McCracken County Office of Emergency Management (OEM) held it’s bi-weekly COVID-19 meeting with city and county officials on Friday, June 26, 2020. Director Jerome Mansfield discussed the increase in coronavirus activity across the nation and reminded the community the importance of ‘practicing masking’ and social distancing.
He stated that it’s ‘very tempting’ to attend mass gatherings such as church activities, family reunions, and civic groups to chat with other members and be close, however, we’re still in the middle of a pandemic. Pending celebrations like 4th of July may cause reason to pause.
Dr. Brad Houseman, chief medical officer at Baptist Health Paducah was available at the Emergency Management meeting located in Paducah on Coleman Rd. via Zoom. He said, “The hospital hasn’t seen a significant increase in COVID cases. The two groups I look at with particular emphasis are our asymptomatic patients that we’re testing for procedures and also our ER volume.”
Dr. Houseman said that with the case volumes increasing across the country that he’s concerned. He went on to say it’s important to continue good hygiene, social distancing, and masking. Houseman said, “being considerate of others is the least we can do.”
Purchase District Health Department Director Kent Koster discussed the ‘reverse course’ states like Texas and Florida are having to initiate and his hope is that we don’t have to do the same here. As of Friday, Texas shutdown bars and Florida has banned alcohol sales at bars.
Koster discussed mortality rates in Kentucky and gave a patient profile. Mortality in Kentucky is 3.7% which is lower than the national average. Out of Kentucky’s 120 counties, 119 have reported COVID cases. Male’s represent 47.2 percent while female’s represent 51.8 percent of cases. The median age is 46.6 years. Within race, white people consist of 74.1 percent of positive cases with African Americans at 14.5 percent positive cases.
June 29, venues and event spaces will open in Kentucky at 50 percent capacity. This includes convention centers, music and concert halls, wedding venues, fairs, festivals, carnivals, all indoor and outdoor events. Koster said that in our community, he’s seeing a “great lack of wearing masks.”
Over a three day period last weekend, there were 18 confirmed cases in McCracken County. He said, “Most were related to travelling outside of the state of Kentucky.” Travelers that visited hotspots like Myrtle Beach were asked to self-quarantine for 14 days.
There are testing sites available in our area that don’t require a doctor’s order. Kentucky Care clinics located throughout our area offer tests at no cost or insurance is billed without the patient needing to pay any unpaid balance. Locations are listed at arcare.net.
Koster discussed the increase in the number of contact tracers in western Kentucky. He said if you’re contacted by a tracer, that you won’t be given information on the person who tested positive for the virus. It’s confidential information.
Mayor of Paducah Brandi Harless encouraged social distancing and wearing masks. She said, “In order to keep our community thriving and humming” it’s important to follow CDC guidelines and those of local and state officials.
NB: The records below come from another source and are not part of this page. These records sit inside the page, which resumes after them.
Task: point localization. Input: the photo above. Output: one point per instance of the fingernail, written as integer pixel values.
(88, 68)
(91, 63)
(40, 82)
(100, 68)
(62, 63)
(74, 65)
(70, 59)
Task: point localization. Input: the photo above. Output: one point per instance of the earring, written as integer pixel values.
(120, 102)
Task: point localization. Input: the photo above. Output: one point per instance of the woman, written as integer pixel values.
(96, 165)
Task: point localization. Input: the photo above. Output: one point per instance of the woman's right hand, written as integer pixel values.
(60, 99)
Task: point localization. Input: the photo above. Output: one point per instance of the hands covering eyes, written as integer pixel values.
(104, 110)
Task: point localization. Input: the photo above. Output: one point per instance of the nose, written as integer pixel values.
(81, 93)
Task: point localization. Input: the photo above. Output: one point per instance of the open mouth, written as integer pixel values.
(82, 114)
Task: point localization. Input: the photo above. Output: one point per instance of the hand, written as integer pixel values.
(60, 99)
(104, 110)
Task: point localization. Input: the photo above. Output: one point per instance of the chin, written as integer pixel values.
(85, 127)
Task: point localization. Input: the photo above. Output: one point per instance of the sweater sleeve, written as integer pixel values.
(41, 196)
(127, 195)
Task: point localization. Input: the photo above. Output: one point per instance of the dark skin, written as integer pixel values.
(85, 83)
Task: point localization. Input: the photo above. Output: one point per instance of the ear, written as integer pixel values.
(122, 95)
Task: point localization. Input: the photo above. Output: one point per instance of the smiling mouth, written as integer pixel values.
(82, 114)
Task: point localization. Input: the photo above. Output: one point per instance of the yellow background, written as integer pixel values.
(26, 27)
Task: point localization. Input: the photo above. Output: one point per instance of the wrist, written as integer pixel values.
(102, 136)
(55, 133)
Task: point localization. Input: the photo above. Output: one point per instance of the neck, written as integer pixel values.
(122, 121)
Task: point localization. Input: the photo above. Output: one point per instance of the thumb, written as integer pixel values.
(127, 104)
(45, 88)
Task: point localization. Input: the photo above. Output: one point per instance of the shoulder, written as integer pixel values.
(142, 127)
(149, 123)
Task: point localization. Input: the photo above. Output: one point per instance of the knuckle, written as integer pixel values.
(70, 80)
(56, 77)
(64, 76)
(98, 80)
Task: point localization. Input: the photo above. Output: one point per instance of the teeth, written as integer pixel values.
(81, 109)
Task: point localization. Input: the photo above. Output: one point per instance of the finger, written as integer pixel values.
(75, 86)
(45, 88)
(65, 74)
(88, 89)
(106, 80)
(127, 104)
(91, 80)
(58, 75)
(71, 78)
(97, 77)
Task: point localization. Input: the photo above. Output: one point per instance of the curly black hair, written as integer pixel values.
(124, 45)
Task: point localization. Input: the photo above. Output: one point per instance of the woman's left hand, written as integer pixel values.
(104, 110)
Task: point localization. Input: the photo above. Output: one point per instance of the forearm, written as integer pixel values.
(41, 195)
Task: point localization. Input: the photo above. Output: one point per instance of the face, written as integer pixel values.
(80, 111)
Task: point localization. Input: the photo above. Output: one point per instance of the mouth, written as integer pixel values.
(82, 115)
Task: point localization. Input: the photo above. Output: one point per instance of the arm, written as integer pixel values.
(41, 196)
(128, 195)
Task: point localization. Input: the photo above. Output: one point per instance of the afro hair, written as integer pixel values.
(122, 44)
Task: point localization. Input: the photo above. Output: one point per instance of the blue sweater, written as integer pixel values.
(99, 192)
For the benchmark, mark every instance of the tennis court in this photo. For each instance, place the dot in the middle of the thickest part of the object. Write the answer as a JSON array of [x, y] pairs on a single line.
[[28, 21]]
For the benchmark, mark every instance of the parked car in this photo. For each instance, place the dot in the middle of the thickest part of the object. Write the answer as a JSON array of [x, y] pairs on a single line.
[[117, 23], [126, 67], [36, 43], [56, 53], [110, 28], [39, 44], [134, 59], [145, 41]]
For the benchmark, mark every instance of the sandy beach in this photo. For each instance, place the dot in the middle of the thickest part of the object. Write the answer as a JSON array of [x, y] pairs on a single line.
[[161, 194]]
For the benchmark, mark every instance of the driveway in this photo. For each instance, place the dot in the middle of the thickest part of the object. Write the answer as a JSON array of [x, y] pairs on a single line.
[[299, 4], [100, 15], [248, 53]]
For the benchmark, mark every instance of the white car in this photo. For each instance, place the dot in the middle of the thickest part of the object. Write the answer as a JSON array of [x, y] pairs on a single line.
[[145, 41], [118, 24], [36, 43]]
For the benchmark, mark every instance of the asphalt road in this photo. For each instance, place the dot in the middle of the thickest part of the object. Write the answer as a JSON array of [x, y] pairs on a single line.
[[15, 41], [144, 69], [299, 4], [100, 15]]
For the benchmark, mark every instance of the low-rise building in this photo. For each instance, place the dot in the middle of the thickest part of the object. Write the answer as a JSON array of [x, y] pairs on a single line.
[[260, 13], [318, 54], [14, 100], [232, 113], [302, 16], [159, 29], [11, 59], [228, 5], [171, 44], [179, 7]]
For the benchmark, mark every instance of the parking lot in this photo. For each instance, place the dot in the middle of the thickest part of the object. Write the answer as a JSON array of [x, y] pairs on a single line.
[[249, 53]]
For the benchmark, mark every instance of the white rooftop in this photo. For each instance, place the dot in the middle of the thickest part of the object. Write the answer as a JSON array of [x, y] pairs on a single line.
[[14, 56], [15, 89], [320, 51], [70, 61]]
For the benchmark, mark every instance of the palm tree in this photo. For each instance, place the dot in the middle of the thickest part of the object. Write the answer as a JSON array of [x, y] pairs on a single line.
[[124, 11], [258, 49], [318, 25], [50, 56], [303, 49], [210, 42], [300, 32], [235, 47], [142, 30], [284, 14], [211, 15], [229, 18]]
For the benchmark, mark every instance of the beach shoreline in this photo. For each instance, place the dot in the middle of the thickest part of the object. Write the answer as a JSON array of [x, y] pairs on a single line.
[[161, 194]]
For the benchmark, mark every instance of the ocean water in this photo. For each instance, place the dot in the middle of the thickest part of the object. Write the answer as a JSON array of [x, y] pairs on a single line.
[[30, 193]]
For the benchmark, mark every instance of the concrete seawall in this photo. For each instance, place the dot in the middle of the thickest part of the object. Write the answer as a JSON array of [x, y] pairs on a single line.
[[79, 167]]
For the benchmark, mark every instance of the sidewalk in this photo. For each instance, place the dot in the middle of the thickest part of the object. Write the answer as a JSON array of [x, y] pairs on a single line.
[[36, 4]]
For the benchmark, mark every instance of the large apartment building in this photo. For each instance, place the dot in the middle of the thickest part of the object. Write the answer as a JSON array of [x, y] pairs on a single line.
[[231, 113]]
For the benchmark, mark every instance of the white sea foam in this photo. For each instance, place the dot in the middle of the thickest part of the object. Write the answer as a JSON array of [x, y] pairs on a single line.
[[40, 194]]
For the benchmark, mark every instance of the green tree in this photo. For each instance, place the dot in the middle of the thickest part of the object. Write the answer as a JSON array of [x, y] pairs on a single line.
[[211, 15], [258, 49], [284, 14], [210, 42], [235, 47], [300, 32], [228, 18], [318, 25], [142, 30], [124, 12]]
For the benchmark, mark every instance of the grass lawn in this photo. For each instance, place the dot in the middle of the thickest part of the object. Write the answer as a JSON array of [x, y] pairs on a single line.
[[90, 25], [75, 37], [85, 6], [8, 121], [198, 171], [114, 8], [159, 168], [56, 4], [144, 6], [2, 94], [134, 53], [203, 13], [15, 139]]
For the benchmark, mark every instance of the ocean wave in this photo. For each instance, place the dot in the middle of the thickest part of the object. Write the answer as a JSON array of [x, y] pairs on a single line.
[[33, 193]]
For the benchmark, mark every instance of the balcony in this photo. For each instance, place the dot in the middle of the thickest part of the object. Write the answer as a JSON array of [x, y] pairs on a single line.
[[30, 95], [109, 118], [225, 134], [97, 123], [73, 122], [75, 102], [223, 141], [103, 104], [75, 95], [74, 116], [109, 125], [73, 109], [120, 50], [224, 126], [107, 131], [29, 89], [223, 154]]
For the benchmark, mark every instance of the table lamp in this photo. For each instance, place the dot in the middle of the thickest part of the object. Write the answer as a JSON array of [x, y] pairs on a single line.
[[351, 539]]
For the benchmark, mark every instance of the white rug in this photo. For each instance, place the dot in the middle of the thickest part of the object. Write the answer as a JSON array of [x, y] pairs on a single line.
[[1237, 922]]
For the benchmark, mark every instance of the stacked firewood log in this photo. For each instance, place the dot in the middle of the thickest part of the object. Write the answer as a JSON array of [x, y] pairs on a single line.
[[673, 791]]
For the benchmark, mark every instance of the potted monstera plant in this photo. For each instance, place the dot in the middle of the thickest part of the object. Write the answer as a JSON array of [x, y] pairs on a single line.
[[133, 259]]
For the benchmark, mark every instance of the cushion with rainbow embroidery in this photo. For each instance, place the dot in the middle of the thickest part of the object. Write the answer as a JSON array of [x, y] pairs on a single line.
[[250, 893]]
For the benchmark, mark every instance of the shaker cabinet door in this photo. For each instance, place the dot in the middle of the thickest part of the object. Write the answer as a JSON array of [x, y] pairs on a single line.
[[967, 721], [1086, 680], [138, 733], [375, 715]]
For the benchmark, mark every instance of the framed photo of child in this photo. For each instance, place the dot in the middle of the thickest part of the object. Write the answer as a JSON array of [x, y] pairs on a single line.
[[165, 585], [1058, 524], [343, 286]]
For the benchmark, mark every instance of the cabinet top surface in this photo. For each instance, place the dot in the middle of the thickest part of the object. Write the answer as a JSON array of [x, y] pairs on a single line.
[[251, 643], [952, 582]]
Paducah City Hall is now open for financial payments and fire permits. All other business is conducted through appointment only. The third round of small business grant checks will go out July 10. The goal to open playgrounds and splash pads is mid-July. And of course, the 4th of July celebration in Paducah.
Mayor Harless presented Carrigan Mosher with a Duchess of Paducah award for her help with making phone calls to residents every Tuesday and Thursday for eight weeks to check on them. Mosher works with the Kentucky Midtown Alliance of Neighbors.
Judge Executive Craig Clymer gave a short presentation regarding how to proceed when entering the McCracken County Courthouse and the election results that should be presented later in the day on June 29.